Historically, Metro Vancouver sent its extra waste to a landfill in Cache Creek, and at the peak in 2007 sent 500,000 tonnes of trash to that facility, an amount that dwindled to 200,000 tonnes in 2015. The contract for “contingency disposal” with Cache Creek ended in 2016 and went out for procurement.
In 2017, Metro signed three-year contracts with Republic Services and Waste Management Inc., the only two respondents, which use the Roosevelt Regional Landfill in Washington and Columbia Ridge Landfill in Oregon, respectively. “The whole goal was to have as much redundancy and resilience as we could in the system so in the event of fluctuating waste flows or any system disruption we would have multiple facilities to manage waste available to us,” said Paul Henderson, Metro Vancouver’s general manager of solid waste services.
According to a contract award report for contingency disposal, the deals with Republic and Waste Management are worth up to $21 million and $25 million over three years, respectively. Metro can send up to 50,000 tonnes of trash per year to each company.
“The total values included are based on maximum annual contract tonnage and include contingency and inflation — actual annual amount depends on contingency disposal quantities,” said Henderson.

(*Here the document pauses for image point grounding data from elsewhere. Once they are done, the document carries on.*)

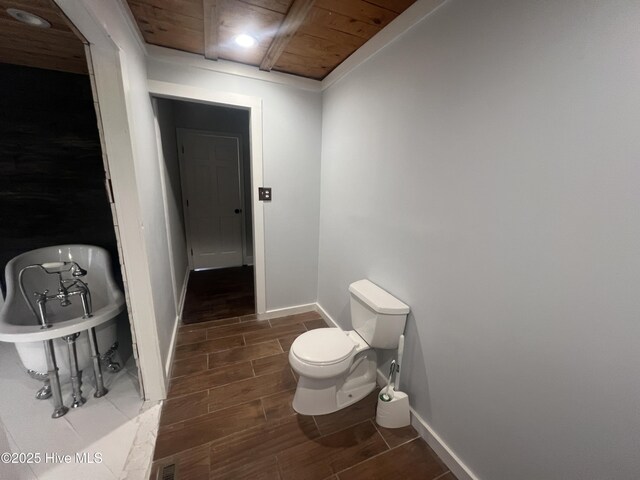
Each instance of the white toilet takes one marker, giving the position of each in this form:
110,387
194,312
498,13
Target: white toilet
338,368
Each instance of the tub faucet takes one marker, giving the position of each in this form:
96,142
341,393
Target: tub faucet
67,288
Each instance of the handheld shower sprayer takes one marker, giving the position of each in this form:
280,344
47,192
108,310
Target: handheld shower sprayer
65,289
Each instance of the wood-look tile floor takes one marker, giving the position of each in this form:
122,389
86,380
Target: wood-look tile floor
219,293
228,414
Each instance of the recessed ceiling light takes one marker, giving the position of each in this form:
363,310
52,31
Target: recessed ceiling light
28,18
246,41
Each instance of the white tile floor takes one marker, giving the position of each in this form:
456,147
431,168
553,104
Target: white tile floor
106,426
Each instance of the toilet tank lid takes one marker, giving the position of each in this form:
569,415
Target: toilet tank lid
378,299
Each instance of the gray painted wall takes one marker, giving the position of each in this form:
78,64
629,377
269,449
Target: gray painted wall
484,169
291,158
165,115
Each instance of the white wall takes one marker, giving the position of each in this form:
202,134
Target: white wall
150,195
291,159
484,169
130,143
165,115
197,116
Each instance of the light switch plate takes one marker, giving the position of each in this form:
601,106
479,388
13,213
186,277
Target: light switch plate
264,194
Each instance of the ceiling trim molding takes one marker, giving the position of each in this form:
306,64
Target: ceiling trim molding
132,24
290,25
211,11
398,27
231,68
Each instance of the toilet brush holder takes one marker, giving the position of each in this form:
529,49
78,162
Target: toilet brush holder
393,413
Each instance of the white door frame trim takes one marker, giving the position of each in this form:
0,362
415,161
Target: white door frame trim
187,218
254,106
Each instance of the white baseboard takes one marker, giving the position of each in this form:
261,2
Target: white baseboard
283,312
172,348
174,334
448,456
327,318
451,460
183,294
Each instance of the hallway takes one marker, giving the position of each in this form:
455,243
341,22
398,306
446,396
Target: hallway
219,293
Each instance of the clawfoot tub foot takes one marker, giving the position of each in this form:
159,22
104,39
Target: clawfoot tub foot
108,361
45,391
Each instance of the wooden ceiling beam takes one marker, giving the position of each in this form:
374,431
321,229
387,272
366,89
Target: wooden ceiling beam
211,23
296,15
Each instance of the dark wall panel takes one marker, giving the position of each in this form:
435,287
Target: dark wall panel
51,173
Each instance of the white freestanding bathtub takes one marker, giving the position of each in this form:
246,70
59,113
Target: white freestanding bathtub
18,324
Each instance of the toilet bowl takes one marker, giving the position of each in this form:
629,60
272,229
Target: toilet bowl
337,368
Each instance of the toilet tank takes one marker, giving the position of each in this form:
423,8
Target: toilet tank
376,315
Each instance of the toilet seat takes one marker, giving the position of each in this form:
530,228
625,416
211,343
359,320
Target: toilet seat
322,353
323,346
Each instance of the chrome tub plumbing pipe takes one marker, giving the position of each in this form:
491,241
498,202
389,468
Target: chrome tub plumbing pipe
58,407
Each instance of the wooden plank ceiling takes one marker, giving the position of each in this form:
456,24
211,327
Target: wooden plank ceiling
308,38
55,48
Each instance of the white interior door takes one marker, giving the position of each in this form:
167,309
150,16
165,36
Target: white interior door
212,197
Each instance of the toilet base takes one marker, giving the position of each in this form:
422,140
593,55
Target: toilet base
322,396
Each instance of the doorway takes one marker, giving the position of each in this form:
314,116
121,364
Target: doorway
209,175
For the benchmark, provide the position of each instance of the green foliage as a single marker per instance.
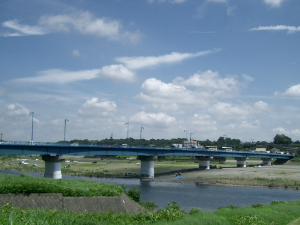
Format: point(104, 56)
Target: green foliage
point(282, 139)
point(257, 205)
point(134, 194)
point(10, 184)
point(195, 211)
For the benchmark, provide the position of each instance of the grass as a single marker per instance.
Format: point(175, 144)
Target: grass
point(10, 184)
point(277, 213)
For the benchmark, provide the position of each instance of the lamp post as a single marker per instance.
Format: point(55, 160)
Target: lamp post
point(65, 130)
point(31, 114)
point(225, 139)
point(186, 137)
point(141, 136)
point(127, 131)
point(191, 139)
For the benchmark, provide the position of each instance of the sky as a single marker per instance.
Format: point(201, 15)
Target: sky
point(159, 69)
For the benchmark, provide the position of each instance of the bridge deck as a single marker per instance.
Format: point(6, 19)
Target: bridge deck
point(27, 148)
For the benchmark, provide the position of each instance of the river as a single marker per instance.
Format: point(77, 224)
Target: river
point(206, 197)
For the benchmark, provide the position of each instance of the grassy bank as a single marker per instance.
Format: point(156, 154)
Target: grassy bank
point(277, 213)
point(10, 184)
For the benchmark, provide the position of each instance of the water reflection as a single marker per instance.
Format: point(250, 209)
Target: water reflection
point(206, 197)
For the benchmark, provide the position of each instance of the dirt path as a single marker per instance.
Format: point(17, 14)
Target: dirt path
point(288, 175)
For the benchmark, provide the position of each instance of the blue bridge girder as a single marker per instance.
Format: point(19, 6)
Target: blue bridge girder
point(42, 148)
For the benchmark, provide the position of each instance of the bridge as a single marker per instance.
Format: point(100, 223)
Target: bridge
point(53, 155)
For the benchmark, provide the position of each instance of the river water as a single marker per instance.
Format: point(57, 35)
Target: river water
point(205, 197)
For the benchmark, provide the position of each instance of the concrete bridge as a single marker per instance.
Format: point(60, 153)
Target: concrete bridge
point(53, 155)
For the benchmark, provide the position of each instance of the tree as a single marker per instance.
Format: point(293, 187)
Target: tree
point(282, 139)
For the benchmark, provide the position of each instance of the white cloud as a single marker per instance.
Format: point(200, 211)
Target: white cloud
point(218, 1)
point(86, 23)
point(293, 91)
point(118, 73)
point(289, 29)
point(203, 121)
point(83, 22)
point(227, 111)
point(95, 108)
point(171, 1)
point(296, 132)
point(75, 53)
point(156, 91)
point(280, 130)
point(151, 61)
point(211, 82)
point(274, 3)
point(61, 76)
point(230, 10)
point(17, 109)
point(153, 120)
point(247, 78)
point(22, 30)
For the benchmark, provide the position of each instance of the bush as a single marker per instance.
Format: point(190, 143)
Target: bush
point(195, 211)
point(134, 194)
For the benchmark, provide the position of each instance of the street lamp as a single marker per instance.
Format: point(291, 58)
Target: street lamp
point(141, 136)
point(191, 139)
point(186, 137)
point(225, 139)
point(127, 131)
point(31, 114)
point(65, 129)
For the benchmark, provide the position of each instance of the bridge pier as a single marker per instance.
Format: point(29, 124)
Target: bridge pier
point(204, 162)
point(52, 166)
point(240, 162)
point(147, 167)
point(267, 161)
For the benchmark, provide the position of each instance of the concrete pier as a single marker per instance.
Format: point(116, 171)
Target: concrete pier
point(240, 162)
point(204, 162)
point(52, 166)
point(267, 161)
point(147, 167)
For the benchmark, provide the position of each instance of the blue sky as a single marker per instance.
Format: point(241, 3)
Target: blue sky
point(211, 67)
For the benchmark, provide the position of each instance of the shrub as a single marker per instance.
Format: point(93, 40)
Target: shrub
point(195, 211)
point(134, 194)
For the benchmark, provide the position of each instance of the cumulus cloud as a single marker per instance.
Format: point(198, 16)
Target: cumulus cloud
point(280, 130)
point(171, 1)
point(95, 107)
point(289, 29)
point(218, 1)
point(153, 120)
point(228, 111)
point(22, 30)
point(211, 82)
point(60, 76)
point(156, 91)
point(118, 73)
point(293, 91)
point(16, 114)
point(151, 61)
point(247, 78)
point(83, 22)
point(75, 53)
point(274, 3)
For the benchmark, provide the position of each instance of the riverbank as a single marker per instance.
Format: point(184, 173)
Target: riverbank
point(281, 176)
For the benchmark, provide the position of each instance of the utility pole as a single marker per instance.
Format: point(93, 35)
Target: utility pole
point(127, 131)
point(65, 130)
point(141, 136)
point(31, 114)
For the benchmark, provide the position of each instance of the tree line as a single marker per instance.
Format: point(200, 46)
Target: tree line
point(280, 141)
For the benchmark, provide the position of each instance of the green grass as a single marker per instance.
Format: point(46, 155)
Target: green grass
point(277, 213)
point(27, 184)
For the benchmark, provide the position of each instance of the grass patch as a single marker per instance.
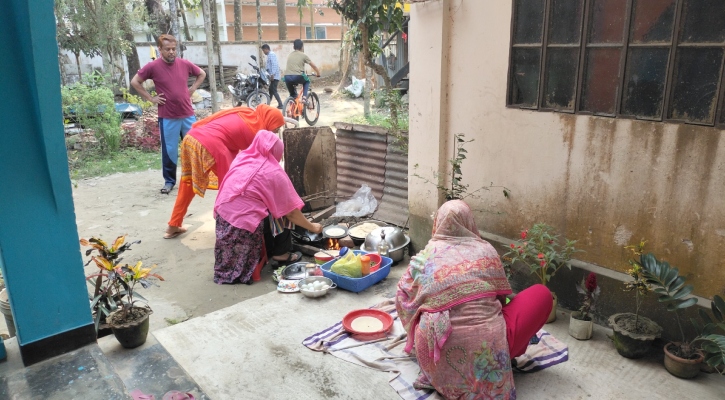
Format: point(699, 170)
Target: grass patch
point(379, 119)
point(91, 163)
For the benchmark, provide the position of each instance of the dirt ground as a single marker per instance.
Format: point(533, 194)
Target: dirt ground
point(131, 204)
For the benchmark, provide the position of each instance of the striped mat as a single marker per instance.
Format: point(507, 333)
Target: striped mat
point(387, 354)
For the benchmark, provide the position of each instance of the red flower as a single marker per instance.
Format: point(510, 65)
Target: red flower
point(591, 283)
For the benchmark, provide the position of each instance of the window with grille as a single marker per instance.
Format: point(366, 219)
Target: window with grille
point(658, 60)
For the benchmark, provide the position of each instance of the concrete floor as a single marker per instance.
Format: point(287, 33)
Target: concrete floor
point(253, 350)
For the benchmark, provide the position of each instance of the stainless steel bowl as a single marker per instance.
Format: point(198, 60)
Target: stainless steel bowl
point(393, 235)
point(316, 293)
point(294, 271)
point(396, 254)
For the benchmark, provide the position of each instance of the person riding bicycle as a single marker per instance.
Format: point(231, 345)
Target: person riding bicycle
point(295, 71)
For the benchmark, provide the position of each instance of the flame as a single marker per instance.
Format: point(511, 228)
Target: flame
point(332, 244)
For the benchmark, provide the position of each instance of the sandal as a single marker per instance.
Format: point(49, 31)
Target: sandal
point(291, 258)
point(167, 188)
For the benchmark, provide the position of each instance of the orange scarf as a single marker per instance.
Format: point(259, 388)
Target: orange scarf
point(264, 117)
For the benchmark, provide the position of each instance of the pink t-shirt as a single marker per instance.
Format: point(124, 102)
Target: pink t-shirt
point(172, 81)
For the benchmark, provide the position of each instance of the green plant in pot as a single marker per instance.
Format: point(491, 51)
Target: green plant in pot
point(540, 249)
point(683, 358)
point(633, 334)
point(107, 293)
point(130, 324)
point(581, 324)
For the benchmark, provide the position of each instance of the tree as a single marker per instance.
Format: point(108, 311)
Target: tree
point(217, 43)
point(238, 21)
point(369, 19)
point(210, 54)
point(75, 30)
point(282, 19)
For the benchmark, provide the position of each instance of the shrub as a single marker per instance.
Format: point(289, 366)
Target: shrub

Republic Services has four municipal contracts in B.C. — Metro Vancouver, Cowichan Valley Regional District, Whistler and the qathet Regional District, which includes Powell River and surrounding areas.
Janet Prichard, the municipal manager, post collection, for Republic Services, said the 75,060 tonnes processed from B.C. contracts last year — 34,591 of which came from Metro — accounted for 3.4 per cent of the total waste it accepted.
A spokesperson for Waste Management’s Columbia Ridge facility did not respond to a request for information. Metro sent just under 25,000 tonnes to Columbia Ridge last year. In 2017, Metro sent 85,000 tonnes of waste to the two facilities. The amount was smaller in 2018. Private transfer stations in the Fraser Valley and some B.C. First Nations also send waste to Washington state.
When asked if there are any concerns about sending trash out of country, Henderson said there are always uncertainties when disposing of waste. He said some other jurisdictions have had issues with the border, and although that has not been Metro’s experience, “it’s definitely a consideration.”
He said there is also potential for disruptions because the trash is transported by container truck and rail. “Every option has its benefits and downsides,” Henderson said, noting one benefit is that the scale of the landfill operations in the U.S. allows for flexible pricing.
Henderson said Metro Vancouver will always need contingency disposal sites to back up the local ones, and there are no plans at the moment to build more landfills or incinerators. Metro had intended to build a second incinerator somewhere in the region to burn 250,000 tonnes of trash, but that idea was abandoned in 2015 because of uncertainty around waste volumes. It intends to re-examine its waste-to-energy options this year.
Henderson said there is no specific objective in the region’s solid waste management plan to deal with all waste locally, but “transporting waste to a facility in another jurisdiction creates risks, so there’s a lot of benefits to managing it locally.” He said the amount of trash going to outside facilities each year depends on how much is produced in the region.
The amount of waste that is disposed of in the region has declined for the last decade or so, despite the growing population, largely because the recycling rate has improved. Metro has a goal of 80 per cent waste diversion by next year, but with a diversion rate of 63 per cent last year, it has a long way to go before it can meet that goal.